Dostępność węgla w Polsce
Szef rządu przyznał jednak, że z węglem "jest problem". - I chcę to powiedzieć wprost przed państwem, przed ekspertami i z udziałem mediów - podkreślił Morawiecki.
- Apelujemy o to, aby dokonywać pewnego rodzaju autoreglamentacji zakupów (węgla - red.), bo o ile wiemy, że po jednej czy półtorej tony dla każdego potrzebującego na najbliższe parę miesięcy będzie i później kolejne statki przypływają, o tyle jakby ktoś chciał dzisiaj, na końcu września, na początku października, zakupić wystarczającą ilość węgla dla wszystkich gospodarstw domowych na surową zimę, na całą zimę do kwietnia, to rzeczywiście dzisiaj tego węgla odsianego jeszcze tyle nie mamy - przyznał szef rządu.
Według ekspertów gospodarstwa potrzebują na sezon grzewczy 3-5 ton węgla.
Wcześniej, w lipcu szef rządu mówił, że węgla ma być nadmiar. - Chcę, żeby było więcej węgla, niż jest potrzebne nawet na surową zimę - powiedział w Sejmie Morawiecki.
- Ma być nadpodaż, ma być nawet nadprodukcja tam, gdzie ta produkcja jest możliwa - po prostu nadmiar, zapasy węgla, rezerwy węgla po to, żeby nie tylko Polacy nie musieli się martwić o tę zimę, także by nie musieli się martwić o kolejną zimę - dodał.
Kaczyński o węglu: jeżeli ktoś potrzebuje 3 ton, to niech kupi na razie 1,5 tony
O kwestii dostępności węgla mówił kilka dni temu prezes PiS Jarosław Kaczyński podczas spotkania z wyborcami. - Tylko jedna prośba: żeby się nie niepokoić, to znaczy, jeżeli na przykład ktoś potrzebuje 3 ton, to niech kupi 1,5 tony. Później będzie miał gwarancję, że kupi kolejne 1,5 tony - radził. - W ten sposób na pewno, bo już teraz dzisiaj mogę to powiedzieć z całą pewnością, węgla do końca sezonu grzewczego wystarczy - deklarował.
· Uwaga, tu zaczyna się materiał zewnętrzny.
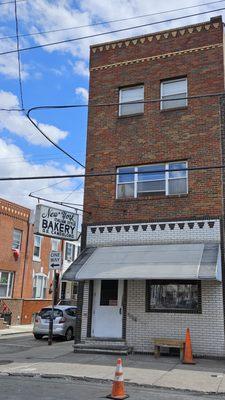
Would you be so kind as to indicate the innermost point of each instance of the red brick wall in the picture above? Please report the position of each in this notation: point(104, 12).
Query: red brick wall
point(191, 134)
point(13, 216)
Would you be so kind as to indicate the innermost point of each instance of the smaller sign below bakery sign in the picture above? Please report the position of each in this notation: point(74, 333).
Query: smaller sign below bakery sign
point(55, 222)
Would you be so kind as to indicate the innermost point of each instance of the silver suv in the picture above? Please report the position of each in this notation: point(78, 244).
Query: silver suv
point(63, 322)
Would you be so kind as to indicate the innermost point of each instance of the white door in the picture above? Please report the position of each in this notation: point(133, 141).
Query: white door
point(107, 310)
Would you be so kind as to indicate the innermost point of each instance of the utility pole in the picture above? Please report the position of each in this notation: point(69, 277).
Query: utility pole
point(50, 332)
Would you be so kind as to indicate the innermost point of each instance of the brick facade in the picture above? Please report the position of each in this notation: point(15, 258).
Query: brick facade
point(193, 133)
point(24, 268)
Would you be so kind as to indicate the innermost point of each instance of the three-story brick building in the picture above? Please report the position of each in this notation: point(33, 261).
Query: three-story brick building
point(153, 258)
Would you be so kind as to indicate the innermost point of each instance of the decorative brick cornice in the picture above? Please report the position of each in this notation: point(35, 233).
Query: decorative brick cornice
point(172, 33)
point(14, 210)
point(157, 57)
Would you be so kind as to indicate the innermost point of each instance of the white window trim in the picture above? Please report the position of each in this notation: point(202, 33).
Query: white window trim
point(44, 278)
point(37, 258)
point(20, 241)
point(74, 252)
point(127, 102)
point(135, 181)
point(9, 289)
point(172, 81)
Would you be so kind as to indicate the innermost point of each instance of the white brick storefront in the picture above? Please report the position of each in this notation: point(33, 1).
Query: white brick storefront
point(207, 328)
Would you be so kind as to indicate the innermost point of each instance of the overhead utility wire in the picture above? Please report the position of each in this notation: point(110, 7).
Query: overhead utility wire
point(52, 142)
point(61, 203)
point(106, 174)
point(111, 32)
point(112, 21)
point(94, 105)
point(18, 56)
point(10, 2)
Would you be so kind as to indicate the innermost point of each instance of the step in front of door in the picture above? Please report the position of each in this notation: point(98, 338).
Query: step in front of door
point(102, 348)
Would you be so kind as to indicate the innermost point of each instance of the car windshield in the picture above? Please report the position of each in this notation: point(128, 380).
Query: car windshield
point(47, 312)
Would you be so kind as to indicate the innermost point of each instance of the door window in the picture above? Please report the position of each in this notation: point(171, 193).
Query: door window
point(109, 293)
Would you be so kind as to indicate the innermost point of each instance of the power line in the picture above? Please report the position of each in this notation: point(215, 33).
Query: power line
point(106, 174)
point(111, 32)
point(70, 194)
point(10, 2)
point(18, 56)
point(47, 187)
point(52, 141)
point(110, 21)
point(94, 105)
point(61, 203)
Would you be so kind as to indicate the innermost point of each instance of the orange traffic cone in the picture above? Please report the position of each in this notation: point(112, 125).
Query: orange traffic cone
point(118, 389)
point(188, 357)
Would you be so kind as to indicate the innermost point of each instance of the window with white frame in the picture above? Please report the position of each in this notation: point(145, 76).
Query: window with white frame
point(55, 244)
point(39, 286)
point(37, 247)
point(6, 284)
point(132, 97)
point(17, 238)
point(169, 179)
point(69, 251)
point(173, 93)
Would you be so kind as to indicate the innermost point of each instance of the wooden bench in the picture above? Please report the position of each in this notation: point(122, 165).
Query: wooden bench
point(171, 343)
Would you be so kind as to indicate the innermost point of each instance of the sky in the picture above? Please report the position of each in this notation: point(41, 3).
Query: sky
point(60, 75)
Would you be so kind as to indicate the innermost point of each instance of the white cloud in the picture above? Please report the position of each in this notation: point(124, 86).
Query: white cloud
point(83, 93)
point(9, 62)
point(13, 163)
point(18, 124)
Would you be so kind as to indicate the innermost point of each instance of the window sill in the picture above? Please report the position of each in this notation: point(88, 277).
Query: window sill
point(152, 197)
point(131, 115)
point(174, 109)
point(36, 259)
point(175, 311)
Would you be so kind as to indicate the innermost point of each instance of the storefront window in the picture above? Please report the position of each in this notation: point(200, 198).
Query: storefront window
point(173, 296)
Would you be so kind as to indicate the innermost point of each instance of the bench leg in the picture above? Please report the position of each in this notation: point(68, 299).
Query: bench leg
point(157, 351)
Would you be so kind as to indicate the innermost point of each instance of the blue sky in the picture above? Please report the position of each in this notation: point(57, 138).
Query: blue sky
point(59, 75)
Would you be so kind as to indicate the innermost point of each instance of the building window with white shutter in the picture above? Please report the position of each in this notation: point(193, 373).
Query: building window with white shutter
point(6, 284)
point(69, 251)
point(17, 239)
point(37, 248)
point(174, 93)
point(166, 179)
point(131, 100)
point(39, 286)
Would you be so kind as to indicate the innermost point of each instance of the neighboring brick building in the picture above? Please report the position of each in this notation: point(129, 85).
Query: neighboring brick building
point(153, 238)
point(24, 275)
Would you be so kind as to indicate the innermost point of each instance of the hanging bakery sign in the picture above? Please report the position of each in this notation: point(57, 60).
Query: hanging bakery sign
point(55, 222)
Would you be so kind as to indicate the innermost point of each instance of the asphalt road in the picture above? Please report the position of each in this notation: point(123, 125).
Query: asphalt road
point(23, 388)
point(13, 344)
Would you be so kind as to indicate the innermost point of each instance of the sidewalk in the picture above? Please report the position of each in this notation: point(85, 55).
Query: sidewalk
point(15, 329)
point(207, 376)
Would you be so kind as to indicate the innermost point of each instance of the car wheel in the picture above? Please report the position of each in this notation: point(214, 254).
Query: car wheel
point(69, 334)
point(36, 336)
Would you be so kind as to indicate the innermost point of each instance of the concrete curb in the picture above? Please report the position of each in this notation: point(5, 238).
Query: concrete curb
point(104, 381)
point(14, 333)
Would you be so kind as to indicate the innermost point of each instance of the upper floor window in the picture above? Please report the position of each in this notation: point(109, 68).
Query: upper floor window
point(69, 251)
point(131, 95)
point(170, 178)
point(55, 244)
point(173, 89)
point(37, 247)
point(39, 286)
point(6, 283)
point(17, 238)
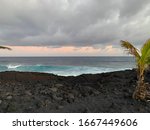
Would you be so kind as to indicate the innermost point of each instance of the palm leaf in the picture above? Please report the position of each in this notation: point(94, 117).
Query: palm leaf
point(145, 51)
point(130, 48)
point(2, 47)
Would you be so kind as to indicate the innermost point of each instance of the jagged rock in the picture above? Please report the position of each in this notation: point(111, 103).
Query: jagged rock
point(9, 97)
point(53, 89)
point(58, 85)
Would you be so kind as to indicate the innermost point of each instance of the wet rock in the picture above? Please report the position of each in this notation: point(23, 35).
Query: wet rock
point(53, 89)
point(58, 85)
point(28, 93)
point(70, 95)
point(57, 98)
point(8, 93)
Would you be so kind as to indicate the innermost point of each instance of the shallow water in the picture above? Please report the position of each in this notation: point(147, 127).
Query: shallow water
point(66, 66)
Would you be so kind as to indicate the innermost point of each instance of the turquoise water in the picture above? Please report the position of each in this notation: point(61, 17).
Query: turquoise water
point(66, 66)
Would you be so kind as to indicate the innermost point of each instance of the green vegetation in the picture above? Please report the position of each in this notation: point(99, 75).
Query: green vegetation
point(142, 60)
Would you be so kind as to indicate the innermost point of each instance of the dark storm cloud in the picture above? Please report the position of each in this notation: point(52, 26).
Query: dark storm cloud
point(73, 22)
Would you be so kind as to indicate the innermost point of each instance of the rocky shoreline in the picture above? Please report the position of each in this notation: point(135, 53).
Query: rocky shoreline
point(23, 92)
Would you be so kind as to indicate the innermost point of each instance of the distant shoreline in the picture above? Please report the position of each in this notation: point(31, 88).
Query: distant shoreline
point(23, 92)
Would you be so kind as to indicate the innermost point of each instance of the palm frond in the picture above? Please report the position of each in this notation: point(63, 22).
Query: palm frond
point(2, 47)
point(145, 51)
point(130, 48)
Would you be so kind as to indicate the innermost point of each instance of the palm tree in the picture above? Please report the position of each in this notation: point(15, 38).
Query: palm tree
point(142, 60)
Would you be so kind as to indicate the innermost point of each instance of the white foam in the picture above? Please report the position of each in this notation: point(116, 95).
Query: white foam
point(10, 66)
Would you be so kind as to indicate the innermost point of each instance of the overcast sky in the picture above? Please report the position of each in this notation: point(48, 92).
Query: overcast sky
point(72, 27)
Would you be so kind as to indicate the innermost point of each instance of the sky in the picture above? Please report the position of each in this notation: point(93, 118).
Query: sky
point(72, 27)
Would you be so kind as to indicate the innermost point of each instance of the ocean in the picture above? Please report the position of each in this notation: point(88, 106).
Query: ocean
point(66, 66)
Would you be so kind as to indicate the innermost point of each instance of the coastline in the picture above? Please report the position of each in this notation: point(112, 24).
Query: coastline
point(23, 92)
W środę wicepremier i minister aktywów państwowych Jacek Sasin był pytany przez dziennikarzy w Sejmie, czy może zagwarantować, że wystarczy węgla w Polsce. - Według wyliczeń powinno wystarczyć - odpowiedział szef MAP. Jedynie w przypadku gazu stwierdził, że "może zagwarantować", że surowca nie zabraknie.